The specific reporting options will have the following format unless specified otherwise: Test Time: the time that the test was imported from the client into the master console as reflected by the master console system clock. The endpoint uploads the test results immediately after the test completes.

  1. Endpoint TRAF Flow
    • TRAF testing software is the primary DUT software for simulating network traffic to specific source IP, destination IP, protocol, destination port TUPLES. These TUPLES fully represent current user input flow parameters. (These input parameters could expand to include other flow parameters)
  2. Endpoint Real-Service test flows
    • Real-Service test flows currently include: client-server transactions for DNS, sshV2, ftp passive mode, http, https. The current configurable parameters include the TUPLE: source IP and destination IP. (These input parameters could expand to include other service parameters). Specifics regarding each transaction can be found in APPENDIX G – Client Server Real Service Flow

Other Information Assessing Viability of Technical Capability

The team’s experience with the identification and application of system boundaries and security controls (SP 800-53) within a heterogeneous environment for enterprise and worldwide systems provides the logic and reasoning necessary for the application of such approach to the IoT related technologies. The CPTB platform is designed specifically to SP 800-53.

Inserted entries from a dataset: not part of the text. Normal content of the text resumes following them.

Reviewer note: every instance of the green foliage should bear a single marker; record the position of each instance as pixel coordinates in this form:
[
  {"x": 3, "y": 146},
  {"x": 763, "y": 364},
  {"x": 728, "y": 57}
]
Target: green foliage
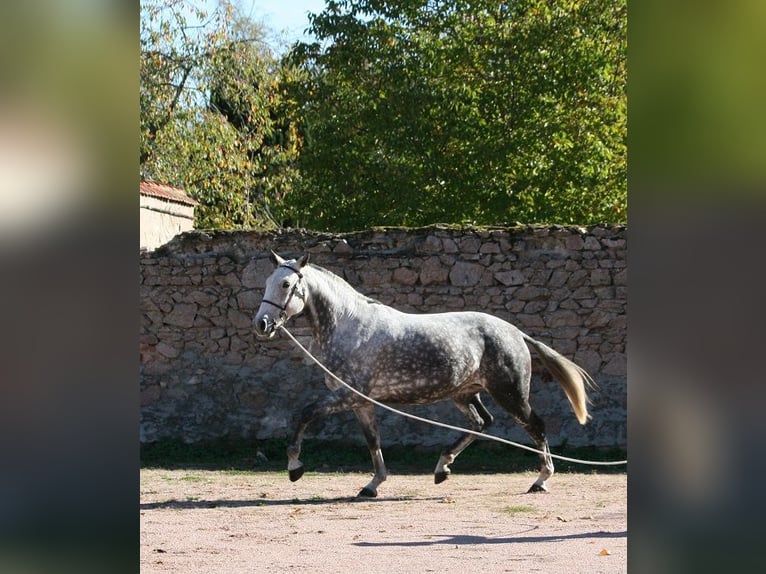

The NIST SP 800-53 provides a robust listing of security controls that may be applied to a variety of technology systems. The team will analyze the system requirements applicable to IoT technologies, evaluate the IoT technology concerns and determine the necessary system security controls (as described in NIST SP 800-53) to mitigate IoT vulnerabilities. For specific IoT technologies, the team will enumerate the controls that are applicable to that technology in tables by IoT Class, technology group, and sector. The output will be manifest in a document with tables represented as an Excel spreadsheet to include the functions, categories, sub‐categories, references, etc. Through an iterative and incremental approach, different reference frameworks will be generated and tested. Our team engages with vertical-specific subject matter experts utilizing AI and analytical tools to assure integrity of the mapping model. Once the team generates what they deem is a reasonable reference framework, the product of this iterative approach will be captured in the FLOW Reports described above

Where Else Submitted

Our team, as a prime vendor, along with partnering companies Acquired Data Solutions (ADS), Ramparts and Tesla Laboratories, recently submitted to NIST, as part of its Cybersecurity Research Development & Implementation solicitation response the CPTB platform in support of their IoT task area. In addition to the existing platform at MDA the CPTB platform is soon to be utilized at Defense Advanced Research Projects Agency (DARPA).